Sehr gut erhalten

Neue Sphinx in Ägypten entdeckt

Sphinx

Archäologen haben in der südägyptischen Stadt Aswan eine weitere und äußerst gut erhaltene Sphinx entdeckt – allerdings wesentlich kleiner als ihr großes Vorbild vor den Pyramiden in Gizeh.

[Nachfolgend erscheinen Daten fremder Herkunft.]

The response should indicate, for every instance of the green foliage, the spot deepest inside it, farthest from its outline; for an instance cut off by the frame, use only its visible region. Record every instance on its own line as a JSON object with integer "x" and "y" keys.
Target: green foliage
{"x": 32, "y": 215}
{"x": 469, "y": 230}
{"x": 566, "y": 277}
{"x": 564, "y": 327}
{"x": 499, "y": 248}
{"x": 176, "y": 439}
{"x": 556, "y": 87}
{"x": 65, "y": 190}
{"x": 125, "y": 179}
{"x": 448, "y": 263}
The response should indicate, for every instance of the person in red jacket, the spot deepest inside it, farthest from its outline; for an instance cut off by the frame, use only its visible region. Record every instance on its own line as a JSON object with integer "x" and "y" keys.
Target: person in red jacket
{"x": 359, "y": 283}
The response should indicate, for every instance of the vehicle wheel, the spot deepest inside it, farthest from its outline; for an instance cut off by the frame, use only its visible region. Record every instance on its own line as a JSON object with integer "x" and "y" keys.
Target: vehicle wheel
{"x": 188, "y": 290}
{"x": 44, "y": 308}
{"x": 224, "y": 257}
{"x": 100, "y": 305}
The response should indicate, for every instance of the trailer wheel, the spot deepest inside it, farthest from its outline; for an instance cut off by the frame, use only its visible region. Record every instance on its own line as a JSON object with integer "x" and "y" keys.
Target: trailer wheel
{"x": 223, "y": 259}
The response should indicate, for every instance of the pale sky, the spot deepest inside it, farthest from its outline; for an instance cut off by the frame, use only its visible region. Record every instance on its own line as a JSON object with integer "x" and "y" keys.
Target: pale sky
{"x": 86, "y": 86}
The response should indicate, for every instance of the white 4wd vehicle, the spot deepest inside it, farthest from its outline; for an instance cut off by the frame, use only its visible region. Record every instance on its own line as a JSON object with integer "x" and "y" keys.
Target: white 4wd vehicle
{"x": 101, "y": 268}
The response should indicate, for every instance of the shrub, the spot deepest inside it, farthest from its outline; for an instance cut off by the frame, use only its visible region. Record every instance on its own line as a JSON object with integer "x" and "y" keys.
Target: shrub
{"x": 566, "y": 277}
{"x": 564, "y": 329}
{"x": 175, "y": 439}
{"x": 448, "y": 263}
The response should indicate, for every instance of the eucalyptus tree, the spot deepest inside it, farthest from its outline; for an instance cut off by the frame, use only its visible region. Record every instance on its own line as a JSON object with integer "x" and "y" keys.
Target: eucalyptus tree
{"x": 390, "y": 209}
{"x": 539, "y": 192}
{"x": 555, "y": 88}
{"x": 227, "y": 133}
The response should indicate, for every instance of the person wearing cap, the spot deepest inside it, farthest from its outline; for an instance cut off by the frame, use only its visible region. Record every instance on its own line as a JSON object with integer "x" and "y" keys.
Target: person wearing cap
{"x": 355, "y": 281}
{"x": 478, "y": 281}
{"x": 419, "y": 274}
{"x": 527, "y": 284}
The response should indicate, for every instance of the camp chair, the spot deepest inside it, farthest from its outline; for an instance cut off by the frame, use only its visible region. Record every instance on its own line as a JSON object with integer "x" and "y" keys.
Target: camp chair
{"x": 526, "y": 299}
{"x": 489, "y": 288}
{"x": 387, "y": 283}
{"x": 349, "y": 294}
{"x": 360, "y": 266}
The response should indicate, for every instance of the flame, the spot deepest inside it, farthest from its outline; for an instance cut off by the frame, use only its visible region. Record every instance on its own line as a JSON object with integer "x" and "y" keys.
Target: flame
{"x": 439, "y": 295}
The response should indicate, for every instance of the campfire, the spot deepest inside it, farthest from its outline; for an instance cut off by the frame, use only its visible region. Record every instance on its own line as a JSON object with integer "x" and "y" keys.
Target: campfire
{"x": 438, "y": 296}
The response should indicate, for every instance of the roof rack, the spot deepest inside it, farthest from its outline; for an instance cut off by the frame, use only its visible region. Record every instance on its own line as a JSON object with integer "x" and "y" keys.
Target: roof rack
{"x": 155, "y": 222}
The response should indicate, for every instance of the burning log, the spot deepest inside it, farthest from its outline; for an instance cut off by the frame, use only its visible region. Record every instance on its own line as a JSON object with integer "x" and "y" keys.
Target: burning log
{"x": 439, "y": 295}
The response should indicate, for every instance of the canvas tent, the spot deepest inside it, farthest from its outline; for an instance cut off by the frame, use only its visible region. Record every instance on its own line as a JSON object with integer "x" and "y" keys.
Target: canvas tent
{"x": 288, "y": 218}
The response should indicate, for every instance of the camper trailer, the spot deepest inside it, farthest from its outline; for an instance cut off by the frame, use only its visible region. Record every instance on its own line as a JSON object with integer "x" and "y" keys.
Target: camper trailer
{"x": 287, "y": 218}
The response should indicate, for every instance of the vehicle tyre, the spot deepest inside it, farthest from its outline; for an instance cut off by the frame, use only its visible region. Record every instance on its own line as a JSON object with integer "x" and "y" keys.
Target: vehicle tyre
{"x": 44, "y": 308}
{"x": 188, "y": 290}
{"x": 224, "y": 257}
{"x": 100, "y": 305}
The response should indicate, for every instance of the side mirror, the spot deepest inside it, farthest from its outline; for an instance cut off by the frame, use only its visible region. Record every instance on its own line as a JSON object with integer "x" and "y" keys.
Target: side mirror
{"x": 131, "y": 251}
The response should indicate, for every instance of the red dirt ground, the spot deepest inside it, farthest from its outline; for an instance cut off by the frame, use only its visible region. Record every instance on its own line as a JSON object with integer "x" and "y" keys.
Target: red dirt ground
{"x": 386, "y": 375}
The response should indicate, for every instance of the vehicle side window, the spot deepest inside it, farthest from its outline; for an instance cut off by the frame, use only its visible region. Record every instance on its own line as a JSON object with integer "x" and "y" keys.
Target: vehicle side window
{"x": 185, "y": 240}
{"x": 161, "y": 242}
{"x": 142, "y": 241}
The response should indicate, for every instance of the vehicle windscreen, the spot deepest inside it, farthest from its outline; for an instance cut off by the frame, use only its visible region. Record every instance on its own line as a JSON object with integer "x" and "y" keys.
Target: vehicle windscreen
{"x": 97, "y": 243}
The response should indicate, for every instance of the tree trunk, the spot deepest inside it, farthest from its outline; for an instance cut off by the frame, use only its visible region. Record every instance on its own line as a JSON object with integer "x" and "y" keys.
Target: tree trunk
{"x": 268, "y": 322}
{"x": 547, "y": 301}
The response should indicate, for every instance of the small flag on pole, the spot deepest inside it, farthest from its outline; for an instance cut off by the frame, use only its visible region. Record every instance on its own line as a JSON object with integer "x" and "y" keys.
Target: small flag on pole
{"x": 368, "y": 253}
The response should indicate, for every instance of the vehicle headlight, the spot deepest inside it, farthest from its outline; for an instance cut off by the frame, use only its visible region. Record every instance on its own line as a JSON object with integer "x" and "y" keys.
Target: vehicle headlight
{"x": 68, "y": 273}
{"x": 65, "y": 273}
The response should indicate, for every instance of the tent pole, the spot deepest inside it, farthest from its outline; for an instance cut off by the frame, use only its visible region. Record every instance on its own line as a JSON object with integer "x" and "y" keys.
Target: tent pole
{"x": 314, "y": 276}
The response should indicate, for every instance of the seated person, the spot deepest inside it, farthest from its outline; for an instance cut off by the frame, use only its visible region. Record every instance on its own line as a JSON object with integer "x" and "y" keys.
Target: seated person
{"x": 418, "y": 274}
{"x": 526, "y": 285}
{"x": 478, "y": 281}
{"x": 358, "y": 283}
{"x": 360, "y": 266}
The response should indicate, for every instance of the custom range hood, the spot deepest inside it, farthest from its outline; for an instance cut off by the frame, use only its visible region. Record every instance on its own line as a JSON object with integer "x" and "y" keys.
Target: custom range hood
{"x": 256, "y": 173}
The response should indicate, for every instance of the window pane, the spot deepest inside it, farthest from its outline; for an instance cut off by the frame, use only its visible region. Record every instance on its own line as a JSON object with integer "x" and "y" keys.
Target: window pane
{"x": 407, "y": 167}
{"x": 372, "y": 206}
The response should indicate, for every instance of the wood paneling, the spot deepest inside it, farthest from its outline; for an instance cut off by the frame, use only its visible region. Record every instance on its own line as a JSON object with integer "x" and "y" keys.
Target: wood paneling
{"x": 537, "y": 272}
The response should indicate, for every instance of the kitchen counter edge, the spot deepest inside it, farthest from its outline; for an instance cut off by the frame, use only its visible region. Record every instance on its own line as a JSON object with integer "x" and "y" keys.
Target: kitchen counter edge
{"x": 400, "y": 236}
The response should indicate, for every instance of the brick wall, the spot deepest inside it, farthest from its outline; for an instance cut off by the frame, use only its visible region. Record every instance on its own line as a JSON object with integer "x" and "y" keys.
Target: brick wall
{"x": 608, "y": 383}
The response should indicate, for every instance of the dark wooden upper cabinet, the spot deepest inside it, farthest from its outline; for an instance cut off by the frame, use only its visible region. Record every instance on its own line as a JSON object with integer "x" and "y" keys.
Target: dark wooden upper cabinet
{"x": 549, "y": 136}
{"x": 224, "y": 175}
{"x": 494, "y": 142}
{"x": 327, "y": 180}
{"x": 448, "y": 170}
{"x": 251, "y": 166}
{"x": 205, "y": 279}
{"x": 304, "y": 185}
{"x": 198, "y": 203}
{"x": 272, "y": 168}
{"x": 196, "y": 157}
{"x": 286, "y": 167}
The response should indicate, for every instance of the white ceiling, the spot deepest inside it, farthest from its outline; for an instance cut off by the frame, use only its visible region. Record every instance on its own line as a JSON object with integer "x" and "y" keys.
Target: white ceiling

Aswan (Ägypten). Immer wieder werden bei Bauarbeiten in Ägypten archäologische Funde gemacht. Kein Wunder also, dass bei zahlreichen Bauarbeiten stets Archäologen anwesend sein müssen. So auch bei Bauarbeiten am Doppeltempel von Kom Ombo im Süden des Landes. Hier fanden Baumaßnahmen statt, um den vor mehr als 2.000 Jahren erbauten und etwa 50 Kilometer vom Nil entfernt liegenden Tempel gegen das steigende Grundwasser zu schützen. Das salzhaltige Wasser ist für viele ältere und archäologisch wertvolle Bauten ein großes Problem, da es den weichen Stein angreift. Aus diesem Grund werden die Bauwerke nach und nach mit Drainagesystemen geschützt.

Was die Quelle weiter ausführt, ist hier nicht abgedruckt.